И до сих пор на лесных прогалинах, густо поросших курчавым молодняком, видны рубцы траншей Отечественной войны: они осыпались, заплыли охристой глиной, но еще не изгладились вовсе. Даже брустверы угадываются, как грибные кочки. Уцелели кое-где и землянки под накатами сосновых бревен, в иных тесовые двери закрыты по-хозяйски, будто люди решили сберечь их на память тем, кому жить в следующем столетии.
Однако ч и т а т ь дремучий лес куда труднее, чем Уральские горы. Уж на что Тарас Воеводин знал тут многие военные просеки времен «Курляндского котла», но и он бы теперь не обошелся без помощи Лусиса, который без ошибки, напрямки вывел его на знакомую опушку. Они встретились на этот раз, не сговариваясь заранее: Воеводин был приглашен в Ленинград, на книжную выставку краеведов, ну и, оказавшись вблизи Латвии, он не мог попутно не заехать в Ригу.

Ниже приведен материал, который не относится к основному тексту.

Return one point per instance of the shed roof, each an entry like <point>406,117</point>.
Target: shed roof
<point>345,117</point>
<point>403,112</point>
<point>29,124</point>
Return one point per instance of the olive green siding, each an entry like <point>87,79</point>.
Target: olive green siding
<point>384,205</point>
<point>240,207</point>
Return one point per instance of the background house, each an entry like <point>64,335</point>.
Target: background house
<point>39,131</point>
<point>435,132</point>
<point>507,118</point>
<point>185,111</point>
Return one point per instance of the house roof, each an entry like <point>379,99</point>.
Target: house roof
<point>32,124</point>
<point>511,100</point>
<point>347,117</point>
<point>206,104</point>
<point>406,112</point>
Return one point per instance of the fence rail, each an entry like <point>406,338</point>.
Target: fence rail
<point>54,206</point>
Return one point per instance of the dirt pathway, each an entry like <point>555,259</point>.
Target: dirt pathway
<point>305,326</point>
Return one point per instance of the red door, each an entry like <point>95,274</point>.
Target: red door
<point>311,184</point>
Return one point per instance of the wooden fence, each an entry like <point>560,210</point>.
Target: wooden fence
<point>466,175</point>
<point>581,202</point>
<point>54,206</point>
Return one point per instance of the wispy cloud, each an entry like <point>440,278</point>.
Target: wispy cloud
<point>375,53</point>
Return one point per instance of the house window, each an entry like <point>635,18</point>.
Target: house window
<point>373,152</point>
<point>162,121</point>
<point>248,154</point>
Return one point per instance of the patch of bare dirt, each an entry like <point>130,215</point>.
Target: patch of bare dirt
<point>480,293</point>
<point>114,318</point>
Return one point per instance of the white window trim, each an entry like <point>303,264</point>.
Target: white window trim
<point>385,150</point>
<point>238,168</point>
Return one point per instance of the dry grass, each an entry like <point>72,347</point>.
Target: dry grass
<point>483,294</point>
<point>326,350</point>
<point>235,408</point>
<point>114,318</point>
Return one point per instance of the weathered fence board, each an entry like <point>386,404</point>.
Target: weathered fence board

Лето было на исходе. Впрочем, и без того нечеткая грань между летом и осенью в Прибалтике давно размыта бисерными дождями, которые, случается, как зарядят с весны под штормовой ветер с моря, так и идут до самого листопада, пользуясь тем, что северное солнце безнадежно заплуталось в наволочном небе, нависающем над горизонтом.
Но Тарасу повезло — август выдался погожим: не верилось, что на пороге осень.
Петер сам предложил съездить на денек в Курземе, — не бывали там целую вечность.
— Ты подумай только, драугс, в сентябре исполняется ровно треть века со дня окончания войны, — говорил Петер. — Шутка ли, четыреста месяцев…
— Двенадцать тысяч дней, — в тон ему продолжил Тарас, хорошо зная, что он, как и все историки, неравнодушен к мерному отсчету времени.
Петер лишь скупо улыбнулся в ответ. Они стояли на опушке корабельного бора, где поздней осенью сорок четвертого отбивали немецкие атаки. Шли завершающие месяцы войны, но далеко не спокойно было на Курляндской дуге, оба конца которой упирались в море. Тридцать гитлеровских дивизий, блокированных на полуострове, не сидели в «котле» сложа руки.